Asemahle Ntlonti (2020) Ezonzibileni III. Unthreaded polypropylene bags, soap and goal leaf on canvas. Photography by Matthew Bradley. Courtesty of the artist and What if the World Gallery.

 

“our imagination was ‘all schooled up’.” Ivan Illich, Deschooling Society (1973)

 

Deschooling aims to provide a foundation for thinking about intersectional climate issues and contemporary art together. The project presents a series of conversations with artists, curators and editors, accompanying short texts and a reference guide for further reading.  Inspired by Ivan Illich’s critique of institutionalised educational systems, which recognised that “society is the result of conscious designs” that require educational opportunities that are both consciously designed and unconsciously embedded, the project similarly begins by recognising that our reliance on specialised, full-time instruction through formal schooling does not fully equip our imaginations to comprehend and respond to the climate crisis. Here, thinking with and through art towards climate is an opportunity to “find more ways to learn and teach.” 

The project aims to ‘deschool’ both the climate crisis and arts criticism by exploring different approaches to engage with intersectional climate issues without those practices being reductively deemed ‘green’ or doom and gloom by asking questions like: What new ways of learning and teaching can deschool imagination? What approaches, methods and skills that can be learnt from creative practice to better communicate climate issues? How can creative practices, like arts writing, be strengthened by a deeper understanding of the climate crisis?

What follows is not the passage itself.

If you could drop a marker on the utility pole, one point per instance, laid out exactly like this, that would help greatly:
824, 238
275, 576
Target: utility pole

Focusing on contemporary art and writing from South Africa and Nigeria, Deschooling investigates approaches and ways of thinking that are free from institutional baggage or ideological expectation; the different ways that editorial, artistic and curatorial practices come together and lessons that can be learnt for exploring creative practice to develop deeper climate awareness.

 

Sindi-Leigh McBride is a researcher and writer from Johannesburg, and a PhD candidate at the Centre for African Studies, University of Basel.  She holds MA degrees in International Relations and Political Communication and has worked in the private, nonprofit and public sectors in South Africa. Her research and writing focuses on the nexus between international development, mediated communication and culture, and her essays, art writing and short stories have appeared in Africa’s a Country, Kalahari Review, New Frame and more.